The Kilvey Hill transmitting station was originally built at the summit of Kilvey Hill in Swansea, Wales, by the BBC in 1967 as a relay for VHF and UHF television. VHF television came on air a few months before the UHF services. As built, the station did not radiate VHF FM radio, this was added later. Currently, the hill's transmitters cater for viewers and listeners in the Swansea and Neath Port Talbot area. The transmission station located on top of Kilvey Hill is owned and operated by Arqiva.

Freeview digital terrestrial TV was already available at low power from this transmitter before the digital switchover process began, with the first stage taking place on Wednesday 12 August 2009. The second stage was completed on Wednesday 9 September 2009, with the transmitter becoming the first in Wales to complete digital switchover. After the switchover process, analogue channels ceased broadcasting permanently and the Freeview power increased from 383 W ERP to 2 kW ERP, a 7 dB power increase.

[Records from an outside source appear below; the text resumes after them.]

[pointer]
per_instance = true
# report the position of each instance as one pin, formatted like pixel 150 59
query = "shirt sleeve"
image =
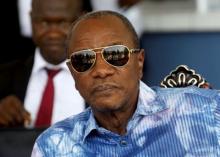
pixel 36 151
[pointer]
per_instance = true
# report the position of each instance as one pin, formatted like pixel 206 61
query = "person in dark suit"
pixel 22 82
pixel 23 46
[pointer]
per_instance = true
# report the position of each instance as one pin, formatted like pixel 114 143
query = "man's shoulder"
pixel 70 128
pixel 190 90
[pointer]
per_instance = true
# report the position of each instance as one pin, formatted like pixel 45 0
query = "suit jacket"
pixel 14 78
pixel 14 44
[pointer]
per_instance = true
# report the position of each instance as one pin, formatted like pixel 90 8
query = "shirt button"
pixel 123 143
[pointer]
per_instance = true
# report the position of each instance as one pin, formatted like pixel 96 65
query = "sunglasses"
pixel 115 55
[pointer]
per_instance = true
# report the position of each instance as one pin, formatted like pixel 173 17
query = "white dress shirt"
pixel 67 100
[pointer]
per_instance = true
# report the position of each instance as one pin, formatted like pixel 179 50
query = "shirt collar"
pixel 40 63
pixel 148 103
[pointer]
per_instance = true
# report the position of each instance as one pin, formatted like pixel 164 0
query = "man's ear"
pixel 140 63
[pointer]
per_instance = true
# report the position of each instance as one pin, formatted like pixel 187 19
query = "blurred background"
pixel 172 32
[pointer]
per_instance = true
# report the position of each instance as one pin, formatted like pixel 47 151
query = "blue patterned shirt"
pixel 181 122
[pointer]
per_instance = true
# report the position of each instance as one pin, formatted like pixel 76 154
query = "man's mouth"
pixel 104 88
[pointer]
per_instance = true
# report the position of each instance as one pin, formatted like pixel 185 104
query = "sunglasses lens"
pixel 83 60
pixel 117 55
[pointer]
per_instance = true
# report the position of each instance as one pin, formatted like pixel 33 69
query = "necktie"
pixel 46 107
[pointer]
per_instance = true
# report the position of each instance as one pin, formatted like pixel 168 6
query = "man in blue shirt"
pixel 126 117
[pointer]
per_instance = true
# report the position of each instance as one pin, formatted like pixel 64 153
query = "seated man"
pixel 126 117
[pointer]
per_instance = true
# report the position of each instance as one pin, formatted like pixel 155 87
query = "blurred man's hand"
pixel 12 113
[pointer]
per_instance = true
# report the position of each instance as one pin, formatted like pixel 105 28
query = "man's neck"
pixel 115 121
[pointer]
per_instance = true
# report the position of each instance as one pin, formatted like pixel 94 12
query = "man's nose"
pixel 102 69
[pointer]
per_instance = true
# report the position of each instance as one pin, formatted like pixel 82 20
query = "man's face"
pixel 51 20
pixel 104 87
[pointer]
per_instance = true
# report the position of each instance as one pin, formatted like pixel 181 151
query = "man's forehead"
pixel 55 5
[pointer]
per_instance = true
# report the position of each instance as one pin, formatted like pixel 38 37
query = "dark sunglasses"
pixel 116 55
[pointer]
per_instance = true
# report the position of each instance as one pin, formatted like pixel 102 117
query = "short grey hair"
pixel 102 13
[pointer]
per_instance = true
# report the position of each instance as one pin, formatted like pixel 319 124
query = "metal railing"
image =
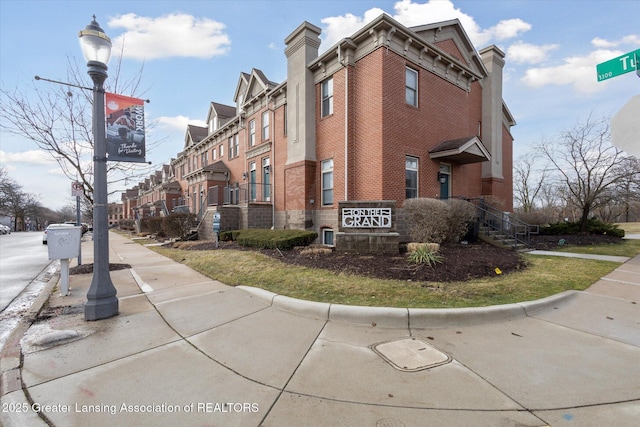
pixel 239 194
pixel 512 230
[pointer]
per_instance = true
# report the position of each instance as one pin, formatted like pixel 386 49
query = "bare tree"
pixel 587 165
pixel 18 204
pixel 58 119
pixel 527 182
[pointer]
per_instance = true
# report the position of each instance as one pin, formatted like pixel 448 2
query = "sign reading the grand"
pixel 362 217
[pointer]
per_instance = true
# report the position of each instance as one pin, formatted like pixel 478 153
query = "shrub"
pixel 425 255
pixel 127 224
pixel 272 239
pixel 426 219
pixel 179 224
pixel 153 225
pixel 461 214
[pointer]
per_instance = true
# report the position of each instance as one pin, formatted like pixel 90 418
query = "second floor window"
pixel 252 133
pixel 265 125
pixel 233 146
pixel 412 87
pixel 327 97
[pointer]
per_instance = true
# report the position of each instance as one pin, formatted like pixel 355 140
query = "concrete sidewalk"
pixel 188 350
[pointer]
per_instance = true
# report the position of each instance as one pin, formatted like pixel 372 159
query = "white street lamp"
pixel 102 302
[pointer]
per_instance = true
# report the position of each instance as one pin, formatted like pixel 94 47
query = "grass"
pixel 545 276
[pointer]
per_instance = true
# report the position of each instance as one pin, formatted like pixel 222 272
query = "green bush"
pixel 153 225
pixel 425 255
pixel 179 224
pixel 426 219
pixel 127 224
pixel 461 214
pixel 271 239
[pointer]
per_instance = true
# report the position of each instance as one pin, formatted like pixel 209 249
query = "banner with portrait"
pixel 125 129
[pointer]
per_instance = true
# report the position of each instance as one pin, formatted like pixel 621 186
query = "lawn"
pixel 545 276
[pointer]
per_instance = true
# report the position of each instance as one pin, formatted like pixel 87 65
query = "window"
pixel 411 167
pixel 252 133
pixel 327 97
pixel 327 182
pixel 265 125
pixel 327 236
pixel 233 146
pixel 412 87
pixel 266 179
pixel 252 181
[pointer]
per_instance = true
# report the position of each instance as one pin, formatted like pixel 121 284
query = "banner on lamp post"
pixel 125 129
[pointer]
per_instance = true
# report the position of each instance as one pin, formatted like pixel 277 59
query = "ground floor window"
pixel 411 177
pixel 327 182
pixel 327 237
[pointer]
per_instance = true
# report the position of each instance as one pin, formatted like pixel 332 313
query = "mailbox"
pixel 216 222
pixel 64 242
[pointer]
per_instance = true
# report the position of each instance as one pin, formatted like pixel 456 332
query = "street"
pixel 24 266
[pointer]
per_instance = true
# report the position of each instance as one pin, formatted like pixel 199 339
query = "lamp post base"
pixel 102 308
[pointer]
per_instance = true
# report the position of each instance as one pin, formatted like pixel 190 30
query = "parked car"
pixel 44 234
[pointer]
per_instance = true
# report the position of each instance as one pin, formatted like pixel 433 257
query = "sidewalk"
pixel 187 350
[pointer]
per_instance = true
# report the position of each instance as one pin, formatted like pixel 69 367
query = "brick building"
pixel 387 114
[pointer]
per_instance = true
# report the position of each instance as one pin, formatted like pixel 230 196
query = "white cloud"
pixel 179 123
pixel 38 157
pixel 173 35
pixel 338 27
pixel 525 53
pixel 632 40
pixel 411 14
pixel 576 71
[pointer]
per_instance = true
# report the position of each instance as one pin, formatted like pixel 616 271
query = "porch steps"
pixel 499 239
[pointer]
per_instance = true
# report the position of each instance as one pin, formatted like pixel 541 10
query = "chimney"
pixel 302 48
pixel 493 59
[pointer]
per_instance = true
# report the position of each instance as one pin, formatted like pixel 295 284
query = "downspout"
pixel 346 124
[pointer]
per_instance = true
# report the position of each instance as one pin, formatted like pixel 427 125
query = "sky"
pixel 192 53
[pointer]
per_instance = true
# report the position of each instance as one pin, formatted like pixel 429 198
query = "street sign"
pixel 617 66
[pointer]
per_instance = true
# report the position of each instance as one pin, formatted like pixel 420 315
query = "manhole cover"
pixel 411 354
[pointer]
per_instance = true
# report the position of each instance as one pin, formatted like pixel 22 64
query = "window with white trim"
pixel 252 133
pixel 327 97
pixel 265 125
pixel 411 177
pixel 327 182
pixel 412 87
pixel 327 237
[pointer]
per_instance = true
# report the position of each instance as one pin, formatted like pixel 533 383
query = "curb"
pixel 419 318
pixel 11 363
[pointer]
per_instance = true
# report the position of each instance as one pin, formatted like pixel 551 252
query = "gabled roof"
pixel 250 85
pixel 194 135
pixel 452 30
pixel 462 150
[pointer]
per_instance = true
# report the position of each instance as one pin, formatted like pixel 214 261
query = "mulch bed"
pixel 460 262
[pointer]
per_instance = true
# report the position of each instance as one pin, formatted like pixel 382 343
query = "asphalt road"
pixel 24 269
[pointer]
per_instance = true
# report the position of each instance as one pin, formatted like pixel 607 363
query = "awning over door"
pixel 461 150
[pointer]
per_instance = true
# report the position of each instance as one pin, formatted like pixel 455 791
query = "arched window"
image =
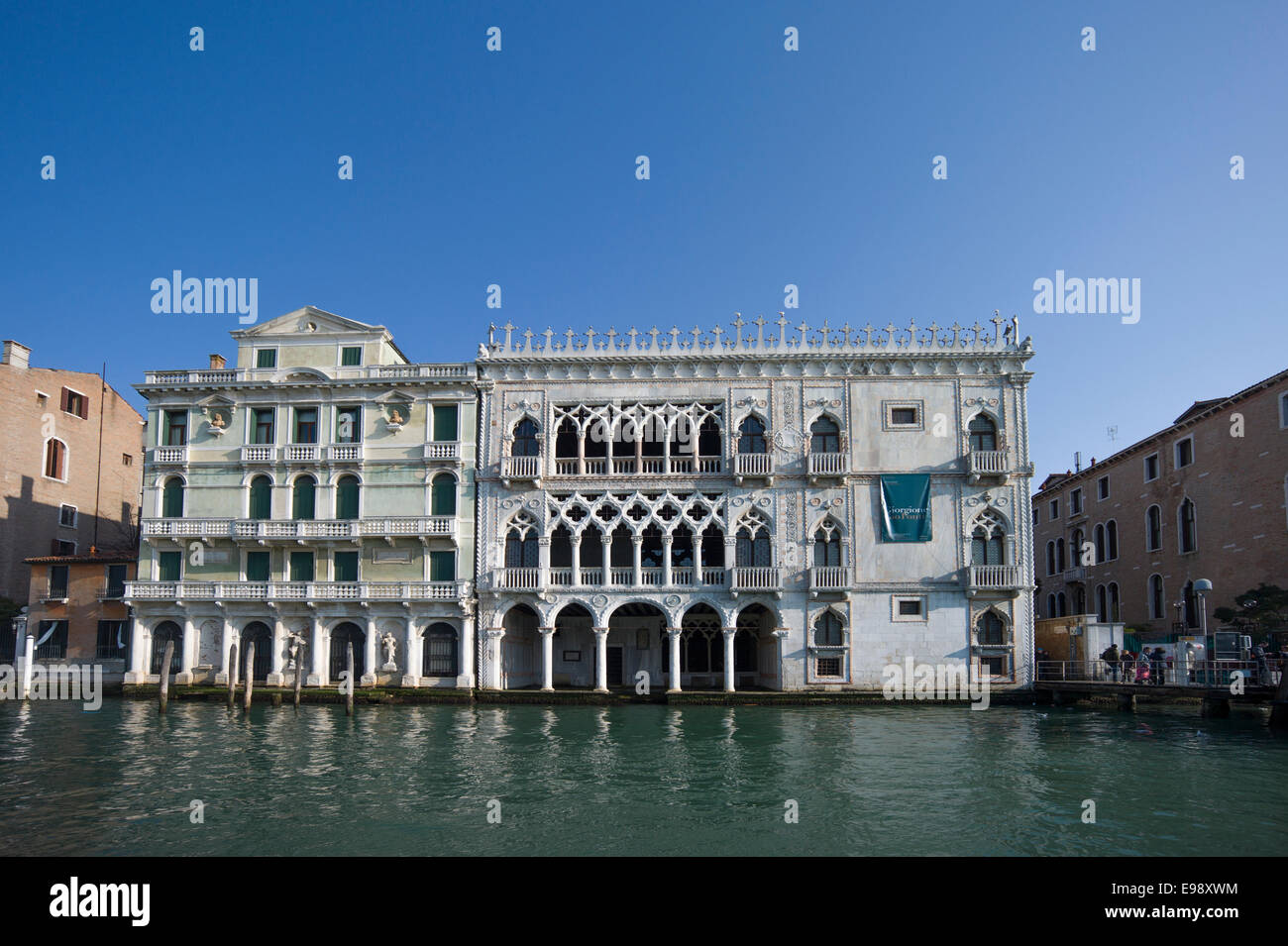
pixel 1153 529
pixel 442 501
pixel 827 545
pixel 166 631
pixel 258 633
pixel 824 437
pixel 983 433
pixel 988 540
pixel 55 460
pixel 991 628
pixel 439 652
pixel 828 631
pixel 347 497
pixel 261 498
pixel 520 543
pixel 526 443
pixel 751 437
pixel 171 498
pixel 304 498
pixel 752 549
pixel 1188 536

Channels listed by frequency

Analogue television

December 1967 - 17 February 1968
Kilvey Hill provided BBC 405-line VHF television to the Neath and Port Talbot area which is strongly shielded by local hills from the Wenvoe transmitter just to the west of Cardiff. Kilvey Hill was a relay of the Wenvoe transmitter. Despite being sited at Swansea, no effort was made to provide the VHF TV signal to Swansea itself - the town was already deemed to be well served by Wenvoe.

17 February 1968 - 28 January 1972
A BBC R&D report details the coming of 625-line UHF television to the Kilvey Hill site. This again was with the station acting as an off-air relay of Wenvoe, which was (at that point) only transmitting BBC 2 (in colour) on 625-lines. This time, the northern parts of Swansea were intended to be covered by the signal as local hills (including Kilvey Hill itself) shielded those parts of the town from the UHF signal from Wenvoe.

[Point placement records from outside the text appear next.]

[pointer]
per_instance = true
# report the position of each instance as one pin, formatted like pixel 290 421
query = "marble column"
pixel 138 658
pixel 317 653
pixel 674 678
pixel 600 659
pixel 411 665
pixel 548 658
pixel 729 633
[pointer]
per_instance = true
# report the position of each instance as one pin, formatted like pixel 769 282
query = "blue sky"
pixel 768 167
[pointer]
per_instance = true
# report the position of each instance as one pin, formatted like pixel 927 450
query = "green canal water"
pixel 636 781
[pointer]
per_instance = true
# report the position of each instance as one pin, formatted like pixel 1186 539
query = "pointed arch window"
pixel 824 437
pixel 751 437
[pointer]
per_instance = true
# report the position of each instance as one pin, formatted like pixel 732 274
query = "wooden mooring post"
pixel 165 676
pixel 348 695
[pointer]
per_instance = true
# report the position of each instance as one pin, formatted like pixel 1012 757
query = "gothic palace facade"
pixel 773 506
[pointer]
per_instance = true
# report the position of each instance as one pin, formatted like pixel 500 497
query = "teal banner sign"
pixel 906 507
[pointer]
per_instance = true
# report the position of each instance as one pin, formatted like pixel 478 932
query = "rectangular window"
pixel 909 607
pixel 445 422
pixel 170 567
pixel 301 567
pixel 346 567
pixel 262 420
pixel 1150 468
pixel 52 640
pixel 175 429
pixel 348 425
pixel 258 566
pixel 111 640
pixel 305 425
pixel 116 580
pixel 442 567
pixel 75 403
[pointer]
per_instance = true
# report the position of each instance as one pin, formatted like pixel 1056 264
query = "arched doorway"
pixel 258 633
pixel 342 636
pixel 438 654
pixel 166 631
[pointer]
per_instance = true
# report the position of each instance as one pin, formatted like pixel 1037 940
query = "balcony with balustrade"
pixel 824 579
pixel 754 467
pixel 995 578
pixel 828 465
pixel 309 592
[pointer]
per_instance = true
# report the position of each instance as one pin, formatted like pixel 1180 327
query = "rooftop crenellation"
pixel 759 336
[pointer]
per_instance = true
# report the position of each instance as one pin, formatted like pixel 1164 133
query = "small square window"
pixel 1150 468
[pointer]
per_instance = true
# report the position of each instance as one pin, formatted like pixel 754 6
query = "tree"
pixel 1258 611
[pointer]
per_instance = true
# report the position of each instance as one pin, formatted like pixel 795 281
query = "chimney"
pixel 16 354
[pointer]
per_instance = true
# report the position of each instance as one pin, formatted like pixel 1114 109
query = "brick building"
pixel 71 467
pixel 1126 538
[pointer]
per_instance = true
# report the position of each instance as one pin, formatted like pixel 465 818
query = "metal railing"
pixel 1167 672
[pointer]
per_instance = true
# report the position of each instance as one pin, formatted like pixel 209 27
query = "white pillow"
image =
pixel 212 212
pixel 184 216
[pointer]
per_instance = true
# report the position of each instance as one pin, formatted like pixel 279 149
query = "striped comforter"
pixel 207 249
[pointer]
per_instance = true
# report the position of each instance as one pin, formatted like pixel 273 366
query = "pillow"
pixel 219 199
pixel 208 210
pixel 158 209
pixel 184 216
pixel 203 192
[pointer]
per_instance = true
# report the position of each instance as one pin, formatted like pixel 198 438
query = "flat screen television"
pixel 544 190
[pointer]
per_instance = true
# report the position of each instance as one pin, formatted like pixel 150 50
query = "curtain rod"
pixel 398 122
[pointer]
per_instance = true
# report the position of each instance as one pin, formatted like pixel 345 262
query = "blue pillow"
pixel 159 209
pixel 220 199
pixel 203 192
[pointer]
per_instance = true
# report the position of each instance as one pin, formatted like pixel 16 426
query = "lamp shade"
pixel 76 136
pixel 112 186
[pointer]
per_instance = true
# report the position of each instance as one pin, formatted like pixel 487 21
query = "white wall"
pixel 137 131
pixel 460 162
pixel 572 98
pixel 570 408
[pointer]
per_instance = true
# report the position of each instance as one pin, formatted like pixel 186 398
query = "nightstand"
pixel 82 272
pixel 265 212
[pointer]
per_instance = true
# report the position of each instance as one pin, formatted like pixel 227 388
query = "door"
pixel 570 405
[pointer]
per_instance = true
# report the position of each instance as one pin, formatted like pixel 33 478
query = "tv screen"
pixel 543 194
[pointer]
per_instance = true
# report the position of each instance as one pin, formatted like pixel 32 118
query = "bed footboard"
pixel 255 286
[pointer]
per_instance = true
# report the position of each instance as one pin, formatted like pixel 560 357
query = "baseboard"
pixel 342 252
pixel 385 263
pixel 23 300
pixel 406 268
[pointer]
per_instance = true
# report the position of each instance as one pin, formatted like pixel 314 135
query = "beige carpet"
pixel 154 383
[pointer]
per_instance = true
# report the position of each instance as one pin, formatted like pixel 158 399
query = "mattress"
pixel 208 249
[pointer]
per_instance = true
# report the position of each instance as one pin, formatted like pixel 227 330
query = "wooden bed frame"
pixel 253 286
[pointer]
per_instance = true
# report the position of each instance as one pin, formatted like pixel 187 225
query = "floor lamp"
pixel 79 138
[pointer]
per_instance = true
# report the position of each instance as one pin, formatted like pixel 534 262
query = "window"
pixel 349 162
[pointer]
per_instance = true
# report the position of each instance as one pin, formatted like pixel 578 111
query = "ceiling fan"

28 January 1972 - 1 November 1982
BBC1 and HTV Wales came on air from Wenvoe in April 1970, but it was nearly two years later before Kilvey Hill started to relay those channels.

1 November 1982 - Second Quarter 1983
Channel 4 launched across the UK in 1982. Kilvey Hill (being in Wales) transmitted the S4C variant.

Second Quarter 1983 - 15 July 1997
405 line television was discontinued early, and from then onwards TV transmissions were on UHF only.

15 July 1997 - 15 November 1998
During 1997, Channel 5 gained an analogue channel from some transmitters and Kilvey Hill was one of them. The site radiated all five UK terrestrial analogue television services at 10 kW until digital switchover was completed on 9 September 2009.

Analogue and digital television

15 November 1998 - 12 August 2009
The initial rollout of digital television in the UK involved radiating the signals at low power in between the existing analogue channels. The apparent use of channels "21" and "22-" for muxes "C" and "2" respectively might look like a mistake, but is confirmed by OFCOM's site.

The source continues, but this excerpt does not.